La palabra se sostiene con algo más que testículos u ovarios y frases demagógicas de un futuro halagador que nunca acaba de llegar, se sostiene no sólo con congruencia, sino con sensibilidad y algo que parece mucho pedir hoy en día a las autoridades capitalinas: inteligencia.

Mientras el gobierno de la Ciudad de México pierde el tiempo y, cuidado, también futuros votantes para las elecciones intermedias, en proponer normas “incluyentes” tan vitales y urgentes como el uso de faldas en varones de educación básica o en absurdos reglamentos de tránsito y estilos de convivencia del “primer mundo” tan ridículos e innecesarios, cuando aún no se ha podido erradicar lo realmente importante para la sociedad de esta surrealista urbe: los alarmantes niveles de inseguridad y la ola de violencia. Solucionarlo eso sí que sería una medida vanguardista y moderna. 

Lo apremiante es combatir al crimen organizado que azota a este agobiado pueblo, porque, entiéndase bien, constitucionalmente pueblo somos todos, no solo los pobres y ya no digo los desprotegidos porque ahí sí que estamos democráticamente en las mismas condiciones... todos encerrados mientras los criminales andan libres. 

Esto no es un asunto político y mucho menos de partido, es de seguridad ciudadana. Uno de los derechos básicos y hasta humanitarios que debiéramos tener y exigir los contribuyentes que pagamos a los servidores públicos para que no anden, como siempre, “chiflando en la loma”.

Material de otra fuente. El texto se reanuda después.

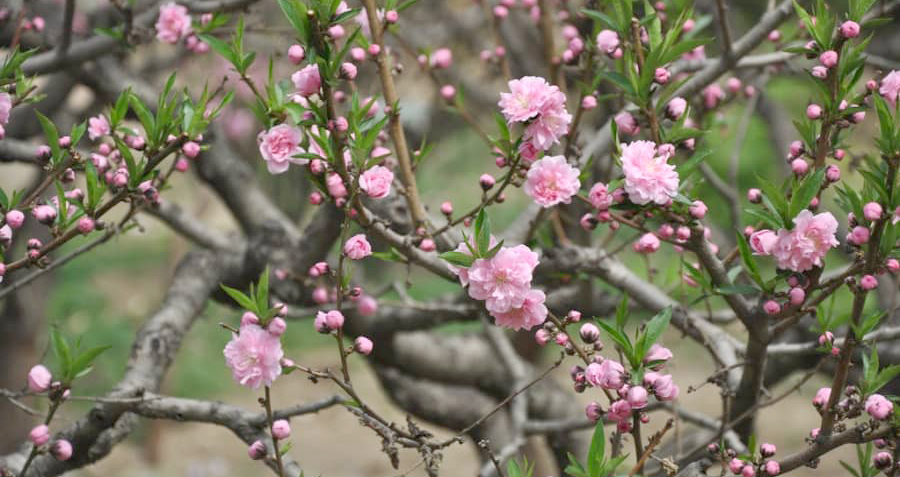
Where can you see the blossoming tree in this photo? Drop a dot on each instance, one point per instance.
(606, 130)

Por eso cuando vi la noticia de que la jefa de gobierno Claudia Sheinbaum en su hortera Ley de Cultura Cívica proponía sancionar silbidos hacia las mujeres, no supe si reír, llorar o chiflar a ese tono emitido desde las tribunas hacia los árbitros de futbol. De inmediato vino a mi mente aquella frase de su jefe, cuando era candidato en campaña, al describir una realidad nacional inaudita: “El mundo al revés”. 

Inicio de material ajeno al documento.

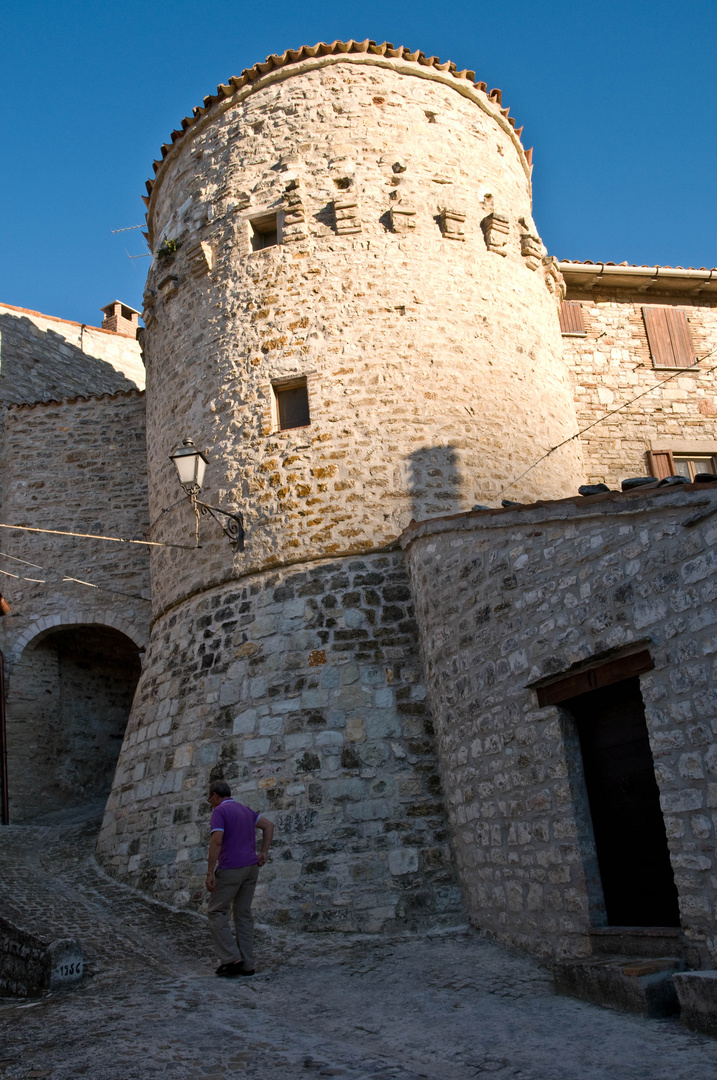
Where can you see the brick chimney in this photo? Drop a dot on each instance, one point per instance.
(121, 319)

Quienes pagamos impuestos y no cometemos delitos —las faltas de tránsito no están tipificadas como tales siempre y cuando no pongan el peligro la integridad física de alguien o no impliquen un daño a la propiedad— cada vez estamos sujetos a más sanciones legales; mientras los verdaderos criminales que violan, torturan, roban, trafican, prostituyen y matan a sus víctimas hasta cínicamente cuando llegan a ser aprehendidos claman por el respeto de sus derechos humanos y la hipotética “fuerza del Estado” los trata con una insultante cortesía para luego dejarlos libres por “buena conducta”. ¿Es eso acaso el concepto de justicia que merecemos?

Y pongo un ejemplo que todos los días veo, como miles de personas que circulan por una calle —llamada Enrico Martínez a un costado de la Biblioteca de México frente a la Escuela Secundaria Técnica No. 6, en las inmediaciones de la Plaza de La Ciudadela—  donde un grupo de sujetos se prostituyen por las noches y hasta se masturban en plena vía pública ante la indiferencia de las autoridades policiales. Esos descarados y exhibicionistas, me refiero a los chichifos, tienen más derechos que quienes pagamos impuestos destinados al erario y ya ni silbar podemos; pero ellos, que están al margen de la ley y en aras de sus derechos humanos, pueden andar semidesnudos y enseñar sus miserias a todos los que circulan por ese lugar.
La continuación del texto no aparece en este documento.